Monday 27 January 2014

Fitted Mesh testing and production & Biting my tongue

Looking back in a week in hell

If you were reading the blog last week, you will have noticed my outspoken and quite upset comments about everyone favourite company.
The issues are now resolved finally and I am back (I hope) to business as usual, however you will have noticed that my comments have disappeared.

I did write up a pretty scathing assessment of the situation last week when it was concluded, and needless to say what I was saying wasnt wrong and was very justified.
However it occurred to me shortly after publishing that final assessment that here was a company that had no issue with denying payments to their customers without warning.
The old saying "Dont bite the hand that feeds you" comes to mind - quite literately.

All I can say is fear got the better of me and that is enough. I will bite my tongue.


Fitted Mesh - moving to the next level.

Having to recover from last week hasnt been easy for me as I did end up so stressed I got physically ill. So, on Saturday I thought I would do some tinkering that ended up getting vastly out of control.

Going back to my earlier work, I took one of my prey boots, and did a quick productionised experiment to see if I could get this to behave, and needless to say, that first experiment came out very well really. The boot looked exactly as it should do in world, textured and operated the same as rigged mesh, but it did work well with the soft deformers too.

So I decided to go to the next stage which was full on shape testing to see where the limits were.
I found out, with boots at least, was there were three problem areas.
The first one seems to be a well known bug over the ankle - the joint seems to misbehave.
The second was the knee angle - this slider only seems to move the leg itself left and right which effectively means knee angle is useless.
The final one is bodyfat. It seems bodyfat uses some odd deformers. The outer leg remain fine, however there is quite a heavy (no pun) deformation on the inner leg that the Collision skeleton doesnt like so you get a clip through overhang.
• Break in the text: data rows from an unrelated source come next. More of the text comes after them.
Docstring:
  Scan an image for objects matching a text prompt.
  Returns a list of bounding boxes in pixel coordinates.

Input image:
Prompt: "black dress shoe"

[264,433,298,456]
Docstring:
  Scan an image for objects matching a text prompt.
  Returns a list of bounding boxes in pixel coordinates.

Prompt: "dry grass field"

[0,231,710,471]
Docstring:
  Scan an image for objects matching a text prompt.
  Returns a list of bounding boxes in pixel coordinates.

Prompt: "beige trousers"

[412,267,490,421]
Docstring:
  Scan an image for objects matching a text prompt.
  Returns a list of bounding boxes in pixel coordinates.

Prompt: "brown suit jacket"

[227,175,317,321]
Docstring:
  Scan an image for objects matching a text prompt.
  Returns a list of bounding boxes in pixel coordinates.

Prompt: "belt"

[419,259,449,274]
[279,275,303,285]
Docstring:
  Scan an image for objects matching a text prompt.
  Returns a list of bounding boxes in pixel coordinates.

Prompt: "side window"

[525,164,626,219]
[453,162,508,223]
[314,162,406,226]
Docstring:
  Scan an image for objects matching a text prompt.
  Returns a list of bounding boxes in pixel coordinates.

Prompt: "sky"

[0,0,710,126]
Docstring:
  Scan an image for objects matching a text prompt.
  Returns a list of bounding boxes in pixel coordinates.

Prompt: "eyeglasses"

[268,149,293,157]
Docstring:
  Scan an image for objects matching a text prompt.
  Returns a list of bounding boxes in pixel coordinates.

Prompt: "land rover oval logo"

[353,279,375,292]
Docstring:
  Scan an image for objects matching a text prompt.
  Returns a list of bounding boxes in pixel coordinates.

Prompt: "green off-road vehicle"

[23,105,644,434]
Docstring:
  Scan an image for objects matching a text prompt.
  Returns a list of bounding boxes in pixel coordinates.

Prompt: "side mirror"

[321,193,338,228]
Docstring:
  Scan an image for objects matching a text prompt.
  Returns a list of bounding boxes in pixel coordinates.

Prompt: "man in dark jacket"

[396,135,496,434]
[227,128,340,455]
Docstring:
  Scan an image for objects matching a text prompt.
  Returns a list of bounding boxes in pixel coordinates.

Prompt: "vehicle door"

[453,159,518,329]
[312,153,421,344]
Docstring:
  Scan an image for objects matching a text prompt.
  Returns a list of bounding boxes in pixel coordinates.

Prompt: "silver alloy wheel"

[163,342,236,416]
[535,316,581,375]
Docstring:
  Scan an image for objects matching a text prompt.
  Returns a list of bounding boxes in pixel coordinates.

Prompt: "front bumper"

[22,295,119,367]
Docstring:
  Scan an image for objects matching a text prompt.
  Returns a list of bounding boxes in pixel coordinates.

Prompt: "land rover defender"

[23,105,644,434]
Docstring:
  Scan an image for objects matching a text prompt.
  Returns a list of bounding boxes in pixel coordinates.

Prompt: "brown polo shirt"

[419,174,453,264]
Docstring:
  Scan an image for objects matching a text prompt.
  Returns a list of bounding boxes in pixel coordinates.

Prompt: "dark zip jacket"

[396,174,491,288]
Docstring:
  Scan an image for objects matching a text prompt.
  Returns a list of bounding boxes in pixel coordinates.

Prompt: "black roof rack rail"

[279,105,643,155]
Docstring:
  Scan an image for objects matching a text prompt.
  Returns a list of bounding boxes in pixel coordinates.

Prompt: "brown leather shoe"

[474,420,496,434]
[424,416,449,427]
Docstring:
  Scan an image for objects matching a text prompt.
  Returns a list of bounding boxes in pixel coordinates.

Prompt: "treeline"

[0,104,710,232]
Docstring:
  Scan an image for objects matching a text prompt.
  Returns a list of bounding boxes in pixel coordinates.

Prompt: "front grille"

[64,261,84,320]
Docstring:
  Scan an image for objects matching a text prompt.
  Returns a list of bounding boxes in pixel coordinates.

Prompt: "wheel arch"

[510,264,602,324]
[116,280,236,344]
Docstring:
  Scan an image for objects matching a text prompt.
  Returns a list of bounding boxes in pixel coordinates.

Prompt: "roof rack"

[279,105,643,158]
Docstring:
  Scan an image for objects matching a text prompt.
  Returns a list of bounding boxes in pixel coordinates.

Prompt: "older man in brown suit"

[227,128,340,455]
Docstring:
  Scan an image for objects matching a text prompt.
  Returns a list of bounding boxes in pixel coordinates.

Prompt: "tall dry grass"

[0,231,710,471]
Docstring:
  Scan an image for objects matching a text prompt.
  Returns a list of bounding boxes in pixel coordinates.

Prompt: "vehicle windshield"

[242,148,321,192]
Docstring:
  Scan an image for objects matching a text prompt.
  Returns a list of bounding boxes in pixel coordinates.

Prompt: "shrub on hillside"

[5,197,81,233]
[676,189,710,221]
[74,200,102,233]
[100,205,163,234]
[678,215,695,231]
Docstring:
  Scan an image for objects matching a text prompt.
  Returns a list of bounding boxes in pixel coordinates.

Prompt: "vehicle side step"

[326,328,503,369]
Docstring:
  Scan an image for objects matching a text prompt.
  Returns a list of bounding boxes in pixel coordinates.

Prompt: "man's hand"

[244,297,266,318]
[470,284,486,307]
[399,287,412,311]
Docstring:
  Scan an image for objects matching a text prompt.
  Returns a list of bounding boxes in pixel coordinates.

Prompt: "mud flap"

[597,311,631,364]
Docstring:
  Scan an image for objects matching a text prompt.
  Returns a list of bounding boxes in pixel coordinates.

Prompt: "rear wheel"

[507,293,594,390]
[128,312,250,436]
So first genuine look at Fitted Mesh shows that it cures many of the major issues that were absent in Rigged Mesh however it is still an imperfect system.
However from my understanding of things it never could be perfect.
With the SL avatar, its been set up with deformers. These are physical groups of vertices that are programmed to behave in a certain way. This is a very accurate way of getting things to behave right.
Fitted Mesh though uses the collision skeleton. This actually has zero affect on how the SL avatar does its business on deformers. There is no link between the collision skeleton and the deformers.
The purpose of the collisions skeleton is from my understanding, physics. Take away the avatar, the collision skeletons purpose is to stop you walking through walls or falling through the floor.
That all said, while the body deformers are not directly linked to the collisions skeleton, the sliders that operate the deformers are linked to the collision skeleton.
Its a way of recalculating the mass of the avatar so it can judge if your body size is equal to the that of the body mass on the collision skeleton.
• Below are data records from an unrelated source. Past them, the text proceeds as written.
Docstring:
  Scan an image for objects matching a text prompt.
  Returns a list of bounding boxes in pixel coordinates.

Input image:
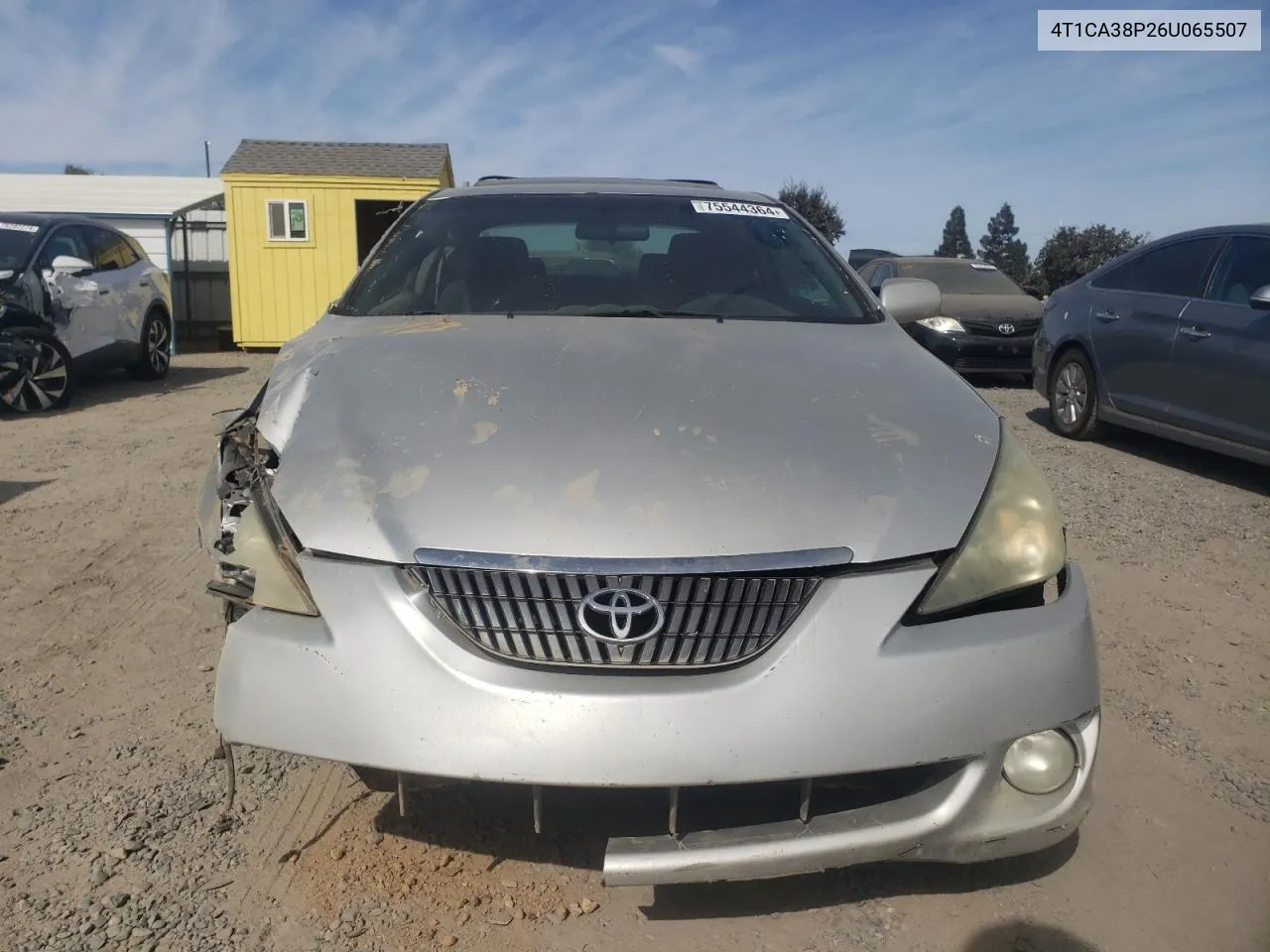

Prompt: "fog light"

[1001,731,1076,793]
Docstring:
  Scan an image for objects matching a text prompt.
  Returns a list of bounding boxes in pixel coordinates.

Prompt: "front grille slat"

[410,566,822,672]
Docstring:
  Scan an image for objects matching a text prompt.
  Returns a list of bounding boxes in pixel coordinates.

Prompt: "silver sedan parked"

How it does this is almost like spheres of influence. There is a mass balloon inside each collision joint. You go from 50 to 100 on the slider, the balloon inflates.
By rigging the mesh to the collision skeleton, you effectively can inherit the properties of the balloon, so if you are looking at the upper leg, it will inherit the properties of the parent bone, therefore offering the same properties you get on rigged mesh, but will then include the mass balloon too, therefore the sliders will work there too.
However that makes the assumption that the deformers behave in the same way as the balloon does.
For muscles its pretty accurate, but for bodyfat, its not as the deformers alter themselves in a different way.

There... my probably inaccurate overview of Fitted mesh and hopefully showing that while a vast improvement, the system is still imperfect.
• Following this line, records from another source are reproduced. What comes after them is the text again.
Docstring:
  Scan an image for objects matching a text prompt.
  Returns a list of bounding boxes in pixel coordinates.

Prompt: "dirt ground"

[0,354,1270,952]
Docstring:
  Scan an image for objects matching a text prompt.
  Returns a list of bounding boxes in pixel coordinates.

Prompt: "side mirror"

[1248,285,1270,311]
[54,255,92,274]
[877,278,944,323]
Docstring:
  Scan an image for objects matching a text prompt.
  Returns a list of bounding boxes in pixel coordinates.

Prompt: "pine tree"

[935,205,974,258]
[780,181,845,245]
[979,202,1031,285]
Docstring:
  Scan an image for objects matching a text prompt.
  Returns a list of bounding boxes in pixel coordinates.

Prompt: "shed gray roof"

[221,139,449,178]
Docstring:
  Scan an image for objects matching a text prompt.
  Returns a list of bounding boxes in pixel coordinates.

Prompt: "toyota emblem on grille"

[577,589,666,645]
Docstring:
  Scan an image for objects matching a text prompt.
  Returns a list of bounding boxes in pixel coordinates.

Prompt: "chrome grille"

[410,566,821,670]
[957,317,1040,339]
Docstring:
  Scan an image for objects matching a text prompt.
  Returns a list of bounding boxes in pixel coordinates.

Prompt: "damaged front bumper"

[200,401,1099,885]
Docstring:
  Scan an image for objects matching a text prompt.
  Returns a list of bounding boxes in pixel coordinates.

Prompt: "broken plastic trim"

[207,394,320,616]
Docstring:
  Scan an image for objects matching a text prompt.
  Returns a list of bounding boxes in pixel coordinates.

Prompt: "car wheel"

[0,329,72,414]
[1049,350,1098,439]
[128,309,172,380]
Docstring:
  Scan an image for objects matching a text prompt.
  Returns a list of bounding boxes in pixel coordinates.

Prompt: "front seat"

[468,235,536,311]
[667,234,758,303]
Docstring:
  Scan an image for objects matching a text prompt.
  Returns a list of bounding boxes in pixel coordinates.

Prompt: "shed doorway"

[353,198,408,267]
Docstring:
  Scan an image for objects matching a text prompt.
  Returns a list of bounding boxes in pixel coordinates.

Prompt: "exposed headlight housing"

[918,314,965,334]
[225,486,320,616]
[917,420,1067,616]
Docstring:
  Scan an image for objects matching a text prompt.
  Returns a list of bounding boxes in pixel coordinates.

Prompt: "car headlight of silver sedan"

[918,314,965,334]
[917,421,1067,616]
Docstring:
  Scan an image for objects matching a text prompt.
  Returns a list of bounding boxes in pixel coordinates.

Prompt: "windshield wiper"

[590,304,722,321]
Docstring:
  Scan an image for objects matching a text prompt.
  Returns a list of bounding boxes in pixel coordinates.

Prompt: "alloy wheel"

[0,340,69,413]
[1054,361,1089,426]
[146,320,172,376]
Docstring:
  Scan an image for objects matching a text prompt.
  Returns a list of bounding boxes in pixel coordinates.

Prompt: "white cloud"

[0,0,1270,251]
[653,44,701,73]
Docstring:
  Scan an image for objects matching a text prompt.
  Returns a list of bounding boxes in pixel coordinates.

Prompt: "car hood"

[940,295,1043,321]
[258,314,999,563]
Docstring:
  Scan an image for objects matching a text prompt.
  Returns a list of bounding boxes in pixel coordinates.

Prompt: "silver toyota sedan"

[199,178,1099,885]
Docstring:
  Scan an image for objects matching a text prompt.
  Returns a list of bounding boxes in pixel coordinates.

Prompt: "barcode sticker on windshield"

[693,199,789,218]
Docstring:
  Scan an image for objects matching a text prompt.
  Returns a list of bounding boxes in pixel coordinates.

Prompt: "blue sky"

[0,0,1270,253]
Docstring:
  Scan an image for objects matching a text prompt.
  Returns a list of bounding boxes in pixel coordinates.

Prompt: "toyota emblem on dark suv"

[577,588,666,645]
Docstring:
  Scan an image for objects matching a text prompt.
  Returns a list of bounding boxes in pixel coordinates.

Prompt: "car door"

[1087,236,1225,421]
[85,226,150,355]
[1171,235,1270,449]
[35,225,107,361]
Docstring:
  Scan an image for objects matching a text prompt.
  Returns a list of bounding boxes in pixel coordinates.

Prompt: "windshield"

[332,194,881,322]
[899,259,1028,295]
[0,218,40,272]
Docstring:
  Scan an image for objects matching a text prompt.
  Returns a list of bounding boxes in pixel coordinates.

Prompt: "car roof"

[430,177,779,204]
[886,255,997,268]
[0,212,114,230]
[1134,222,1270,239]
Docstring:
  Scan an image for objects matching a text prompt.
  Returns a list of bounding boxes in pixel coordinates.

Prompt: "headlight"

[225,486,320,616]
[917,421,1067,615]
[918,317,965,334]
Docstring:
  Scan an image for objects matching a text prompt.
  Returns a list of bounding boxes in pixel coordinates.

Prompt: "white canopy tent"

I did say though my tinkering as always got out of control.
The reason for that is, I now have a full set of production model Prey boots in world. Literately the whole line and the extras have been built, rigged and fully assembled.
The only issue that really affected the boots would have been the ankle joint, however Prey has even on rigged mesh, had a fixed ankle so that instantly cures the ankle as there isnt one.
At the moment, I am testing them but in a lovely way, I could release these tomorrow without even having to wait for the official Fitted Mesh release.
Why?
Well, this is the secondary quirk of Fitted Mesh. While the Fitted Mesh project is still in beta, the collision skeleton isnt new. In fact its always been there right from the start.
Prey boots dont use any of the new bones being introduced in the Fitted Mesh project, therefore, I am wearing the boots right now using an older viewer without fitted mesh and they look, behave and work perfectly.

I have found a few little bugs I didnt spot, which will require some minor reworking, but overall, I am very happy with how these have turned out. With some in world beta testing time, I think by the weekend I could have the Version 4 Prey boots in store and released.

Sadly though I will have to wait to do more work as above the thight, you will need to have the full fitted mesh viewer enabled and how long thats going to take is a different story.